Class SmallMemoryKDTree.KDTreeKNNSearcher

  • All Implemented Interfaces:
    KNNSearcher<O>
    Enclosing class:
    SmallMemoryKDTree<O extends NumberVector>

    @Reference(authors="S. Arya and D. M. Mount",
               title="Algorithms for fast vector quantization",
               booktitle="Proc. DCC \'93: Data Compression Conference",
               url="https://doi.org/10.1109/DCC.1993.253111",
               bibkey="doi:10.1109/DCC.1993.253111")
    public class SmallMemoryKDTree.KDTreeKNNSearcher
    extends java.lang.Object
    implements KNNSearcher<O>
    kNN query for the k-d-tree.

    Reference:

    S. Arya and D. M. Mount
    Algorithms for fast vector quantization
    Proc.

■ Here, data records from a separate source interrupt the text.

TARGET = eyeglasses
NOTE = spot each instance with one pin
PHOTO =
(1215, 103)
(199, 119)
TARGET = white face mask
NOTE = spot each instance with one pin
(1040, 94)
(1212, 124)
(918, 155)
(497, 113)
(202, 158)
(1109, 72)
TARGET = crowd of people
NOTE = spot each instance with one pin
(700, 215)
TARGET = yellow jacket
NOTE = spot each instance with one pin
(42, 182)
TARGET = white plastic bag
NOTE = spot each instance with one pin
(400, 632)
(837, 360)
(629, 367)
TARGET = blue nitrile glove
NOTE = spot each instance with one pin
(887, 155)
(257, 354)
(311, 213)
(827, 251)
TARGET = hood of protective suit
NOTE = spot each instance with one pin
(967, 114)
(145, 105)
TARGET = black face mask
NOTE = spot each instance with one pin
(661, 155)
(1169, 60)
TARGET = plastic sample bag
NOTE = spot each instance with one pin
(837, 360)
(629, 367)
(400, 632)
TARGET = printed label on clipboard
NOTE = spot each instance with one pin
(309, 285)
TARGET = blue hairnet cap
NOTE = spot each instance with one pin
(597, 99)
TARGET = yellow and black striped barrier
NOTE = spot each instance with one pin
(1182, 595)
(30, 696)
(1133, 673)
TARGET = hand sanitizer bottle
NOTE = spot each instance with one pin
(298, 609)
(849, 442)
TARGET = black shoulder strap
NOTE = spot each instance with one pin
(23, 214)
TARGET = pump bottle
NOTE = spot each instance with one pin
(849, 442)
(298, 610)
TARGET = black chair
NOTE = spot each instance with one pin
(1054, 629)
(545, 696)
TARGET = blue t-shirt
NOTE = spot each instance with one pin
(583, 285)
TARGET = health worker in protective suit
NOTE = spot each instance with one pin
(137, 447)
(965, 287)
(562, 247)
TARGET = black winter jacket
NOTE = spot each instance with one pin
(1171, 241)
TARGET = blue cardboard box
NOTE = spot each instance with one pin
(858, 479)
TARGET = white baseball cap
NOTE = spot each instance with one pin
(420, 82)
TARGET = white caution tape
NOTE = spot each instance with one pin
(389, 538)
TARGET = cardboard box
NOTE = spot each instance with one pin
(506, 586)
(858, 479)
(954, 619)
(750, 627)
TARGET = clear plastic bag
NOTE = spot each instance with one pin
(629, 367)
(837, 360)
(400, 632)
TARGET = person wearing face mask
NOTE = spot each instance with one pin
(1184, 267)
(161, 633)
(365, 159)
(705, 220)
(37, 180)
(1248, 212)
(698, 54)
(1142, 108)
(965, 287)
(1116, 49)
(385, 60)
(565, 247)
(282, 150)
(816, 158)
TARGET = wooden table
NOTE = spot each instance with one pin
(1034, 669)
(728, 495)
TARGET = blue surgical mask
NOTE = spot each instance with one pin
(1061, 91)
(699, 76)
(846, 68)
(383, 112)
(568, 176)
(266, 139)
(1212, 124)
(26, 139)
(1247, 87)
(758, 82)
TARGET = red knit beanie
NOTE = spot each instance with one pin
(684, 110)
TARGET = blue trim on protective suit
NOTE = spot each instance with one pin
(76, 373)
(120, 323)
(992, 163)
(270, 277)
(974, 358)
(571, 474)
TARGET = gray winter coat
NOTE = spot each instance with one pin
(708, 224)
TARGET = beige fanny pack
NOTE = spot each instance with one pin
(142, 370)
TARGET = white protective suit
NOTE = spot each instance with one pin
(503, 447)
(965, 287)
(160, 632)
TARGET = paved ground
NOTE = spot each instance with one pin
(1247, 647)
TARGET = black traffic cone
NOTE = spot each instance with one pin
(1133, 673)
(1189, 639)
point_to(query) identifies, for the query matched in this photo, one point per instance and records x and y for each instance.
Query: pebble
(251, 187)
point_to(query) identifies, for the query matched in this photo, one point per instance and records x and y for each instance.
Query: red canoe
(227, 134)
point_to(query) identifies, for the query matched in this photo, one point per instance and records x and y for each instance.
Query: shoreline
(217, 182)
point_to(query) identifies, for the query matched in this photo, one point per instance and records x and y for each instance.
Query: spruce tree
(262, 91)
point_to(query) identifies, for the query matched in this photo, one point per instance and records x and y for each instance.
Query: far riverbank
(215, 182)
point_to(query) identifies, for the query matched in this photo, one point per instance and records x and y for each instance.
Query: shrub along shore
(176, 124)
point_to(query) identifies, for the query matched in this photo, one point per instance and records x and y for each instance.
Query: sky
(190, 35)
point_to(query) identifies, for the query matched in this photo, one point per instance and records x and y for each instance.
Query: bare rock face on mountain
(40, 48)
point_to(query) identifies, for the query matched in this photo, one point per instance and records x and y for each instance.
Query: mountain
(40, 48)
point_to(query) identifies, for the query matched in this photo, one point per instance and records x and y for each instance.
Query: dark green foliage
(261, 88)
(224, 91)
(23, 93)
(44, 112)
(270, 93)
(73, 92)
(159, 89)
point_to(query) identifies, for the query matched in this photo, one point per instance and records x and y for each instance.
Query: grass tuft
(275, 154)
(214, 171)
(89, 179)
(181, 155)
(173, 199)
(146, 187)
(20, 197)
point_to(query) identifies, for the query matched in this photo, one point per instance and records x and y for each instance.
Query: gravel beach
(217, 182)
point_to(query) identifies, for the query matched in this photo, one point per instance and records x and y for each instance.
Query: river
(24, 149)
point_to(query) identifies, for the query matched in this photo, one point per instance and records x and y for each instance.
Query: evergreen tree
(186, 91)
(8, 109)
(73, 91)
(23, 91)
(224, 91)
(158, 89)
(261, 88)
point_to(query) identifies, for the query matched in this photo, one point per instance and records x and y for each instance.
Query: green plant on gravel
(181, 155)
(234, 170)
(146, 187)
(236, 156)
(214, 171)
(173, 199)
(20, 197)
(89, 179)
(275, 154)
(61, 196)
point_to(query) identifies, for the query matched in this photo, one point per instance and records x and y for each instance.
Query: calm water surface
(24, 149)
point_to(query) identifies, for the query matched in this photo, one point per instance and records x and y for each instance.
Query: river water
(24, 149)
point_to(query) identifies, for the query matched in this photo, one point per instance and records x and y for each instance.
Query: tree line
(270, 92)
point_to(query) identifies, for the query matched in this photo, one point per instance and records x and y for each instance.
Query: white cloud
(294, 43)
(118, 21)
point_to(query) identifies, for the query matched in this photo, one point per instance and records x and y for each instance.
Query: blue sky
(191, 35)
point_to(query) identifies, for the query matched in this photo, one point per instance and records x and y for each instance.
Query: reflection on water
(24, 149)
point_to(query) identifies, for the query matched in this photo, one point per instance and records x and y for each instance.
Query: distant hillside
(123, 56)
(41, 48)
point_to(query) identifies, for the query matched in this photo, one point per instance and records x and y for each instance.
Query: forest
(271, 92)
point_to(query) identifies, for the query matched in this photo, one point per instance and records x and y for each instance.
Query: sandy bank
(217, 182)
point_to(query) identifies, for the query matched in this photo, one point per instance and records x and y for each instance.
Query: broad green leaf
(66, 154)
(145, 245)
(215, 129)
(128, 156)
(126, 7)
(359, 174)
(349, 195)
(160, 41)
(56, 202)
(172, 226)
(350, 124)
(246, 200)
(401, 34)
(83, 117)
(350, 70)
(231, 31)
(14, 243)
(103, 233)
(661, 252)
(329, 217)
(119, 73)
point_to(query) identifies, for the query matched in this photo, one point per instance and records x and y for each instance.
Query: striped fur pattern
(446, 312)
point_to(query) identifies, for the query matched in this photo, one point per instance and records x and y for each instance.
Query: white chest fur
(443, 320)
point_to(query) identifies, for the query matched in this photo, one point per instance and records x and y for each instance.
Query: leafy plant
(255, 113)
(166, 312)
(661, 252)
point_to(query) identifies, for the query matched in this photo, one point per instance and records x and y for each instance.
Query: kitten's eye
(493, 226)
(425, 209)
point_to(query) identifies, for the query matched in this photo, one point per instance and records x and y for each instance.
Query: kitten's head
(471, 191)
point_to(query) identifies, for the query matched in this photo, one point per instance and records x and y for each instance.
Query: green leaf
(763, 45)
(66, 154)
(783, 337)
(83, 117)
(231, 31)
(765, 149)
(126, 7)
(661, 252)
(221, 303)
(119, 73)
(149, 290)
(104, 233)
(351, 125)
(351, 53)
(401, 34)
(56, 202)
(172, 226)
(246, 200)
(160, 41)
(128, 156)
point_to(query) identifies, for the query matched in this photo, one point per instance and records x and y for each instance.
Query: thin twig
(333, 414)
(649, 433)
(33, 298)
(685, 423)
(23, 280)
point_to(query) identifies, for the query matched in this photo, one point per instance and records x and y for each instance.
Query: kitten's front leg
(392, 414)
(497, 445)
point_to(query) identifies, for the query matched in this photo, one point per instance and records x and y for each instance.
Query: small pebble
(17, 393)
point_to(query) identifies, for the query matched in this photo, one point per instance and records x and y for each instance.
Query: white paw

DCC '93: Data Compression Conference

    Author:
    Erich Schubert
    • Method Summary

      All Methods Instance Methods Concrete Methods 
      Modifier and Type Method Description
      KNNList getKNN​(O obj, int k)
      Get the k nearest neighbors for a particular object.
      private double kdKNNSearch​(int left, int right, int axis, O query, KNNHeap knns, DoubleDBIDListIter iter, double[] bounds, double rawdist, double maxdist)
      Perform a kNN search on the k-d-tree.
      • Methods inherited from class java.lang.Object

        clone, equals, finalize, getClass, hashCode, notify, notifyAll, toString, wait, wait, wait
    • Constructor Detail

      • KDTreeKNNSearcher

        public KDTreeKNNSearcher​(PartialDistance<? super O> distance)
        Constructor.
        Parameters:
        distance - Distance to use
    • Method Detail

      • getKNN

        public KNNList getKNN​(O obj,
                              int k)
        Description copied from interface: KNNSearcher
        Get the k nearest neighbors for a particular object.
        Specified by:
        getKNN in interface KNNSearcher<O extends NumberVector>
        Parameters:
        obj - query object
        k - Number of neighbors requested
        Returns:
        neighbors
      • kdKNNSearch

        private double kdKNNSearch​(int left,
                                   int right,
                                   int axis,
                                   O query,
                                   KNNHeap knns,
                                   DoubleDBIDListIter iter,
                                   double[] bounds,
                                   double rawdist,
                                   double maxdist)
        Perform a kNN search on the k-d-tree.
        Parameters:
        left - Subtree begin
        right - Subtree end (exclusive)
        axis - Current splitting axis
        query - Query object
        knns - kNN heap
        iter - Iterator variable (reduces memory footprint!)
        bounds - current bounds
        rawdist - Raw distance to current rectangle (usually squared)
        maxdist - Current upper bound of kNN distance.
        Returns:
        New upper bound of kNN distance.